Saturday night——My friend, Margaret, is turning 62. My oldest daughter has made her a seashell necklace and sweet lace card. We head to Margaret’s peaceful domain; candles light the path. I am singing in honor of Margaret, and also performing with her friend, Pauline…We sing “Just a Closer Walk With Thee”
and Pauline’s lilting voice brings the room to a hush. We also do “This Little Light of Mine” and “Thank You, Lord”. Then, I am singing…and surprise! Lily joins in…on “Look At It This Way”, she is singing the chorus with me! And mouthing all the words to the other songs…now she is hand signing and swaying, and Margaret’s friends are smiling and nodding their heads to her movements. I am saddened in that Lily is seated behind me on a giant, thronelike chair, so I miss all of her additions to the music. Afterwards, everyone is telling me how wonderful both my children are…and I can only agree. They surprise me with their sweetness and their intelligence beyond anything I could ever have dreamed.

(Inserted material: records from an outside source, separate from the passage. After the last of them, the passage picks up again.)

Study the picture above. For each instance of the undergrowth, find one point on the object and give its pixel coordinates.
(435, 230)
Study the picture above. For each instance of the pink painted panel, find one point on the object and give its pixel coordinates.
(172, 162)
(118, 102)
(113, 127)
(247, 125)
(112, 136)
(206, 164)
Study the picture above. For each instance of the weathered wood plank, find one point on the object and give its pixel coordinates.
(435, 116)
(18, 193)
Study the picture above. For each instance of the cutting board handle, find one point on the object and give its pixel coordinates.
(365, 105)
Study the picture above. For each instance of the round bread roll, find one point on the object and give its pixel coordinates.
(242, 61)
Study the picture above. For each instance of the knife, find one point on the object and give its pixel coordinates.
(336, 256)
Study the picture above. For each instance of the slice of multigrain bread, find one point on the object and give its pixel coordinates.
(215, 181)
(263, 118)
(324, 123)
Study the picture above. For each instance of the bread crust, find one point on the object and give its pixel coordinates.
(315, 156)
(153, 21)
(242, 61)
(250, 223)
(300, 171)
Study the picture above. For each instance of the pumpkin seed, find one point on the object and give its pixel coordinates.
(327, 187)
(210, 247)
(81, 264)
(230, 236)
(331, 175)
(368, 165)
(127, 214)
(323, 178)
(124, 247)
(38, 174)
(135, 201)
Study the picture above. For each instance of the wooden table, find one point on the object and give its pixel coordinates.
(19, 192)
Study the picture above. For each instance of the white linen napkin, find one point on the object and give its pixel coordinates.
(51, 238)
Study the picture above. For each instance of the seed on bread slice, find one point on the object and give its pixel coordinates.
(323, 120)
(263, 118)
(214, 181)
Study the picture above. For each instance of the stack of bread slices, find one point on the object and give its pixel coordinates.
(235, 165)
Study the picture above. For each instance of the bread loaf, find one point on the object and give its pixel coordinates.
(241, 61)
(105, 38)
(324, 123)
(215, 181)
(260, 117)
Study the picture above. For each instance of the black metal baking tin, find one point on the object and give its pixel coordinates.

Sunday: Sing in church, sinus infection is starting to set in. I just go for those high notes and hang on!

Sunday afternoon: Hang out with my mother-in-law and sister-in-law. We go to see “Mystic River”, but the film’s sound is not working, so we go to the Cheesecake Factory and have fine conversation instead. Then, home to
be with my baby girl while her dad goes out for the evening.

Create a hand-decorated flower pot for the annual Umlauf Sculpture Garden Party. While io is glueing things on her tiny pot, I, too, cram a zillion beads, ornaments, coins, toys, plastic frogs, tiny unicorns, broken bits of mosaic,
stickers, lace, and antique dance cards I took from a deserted, and haunted!, house I once visited. I glue everything down and laugh at my creation. I almost don’t want to turn it in…it’s so fantastically fun. It’s great to be able to make art/music and know that I don’t know where it will end up. That it is all temporary and the letting go is the best part. It gets easier and easier with age…or is that just my sinus infection talking?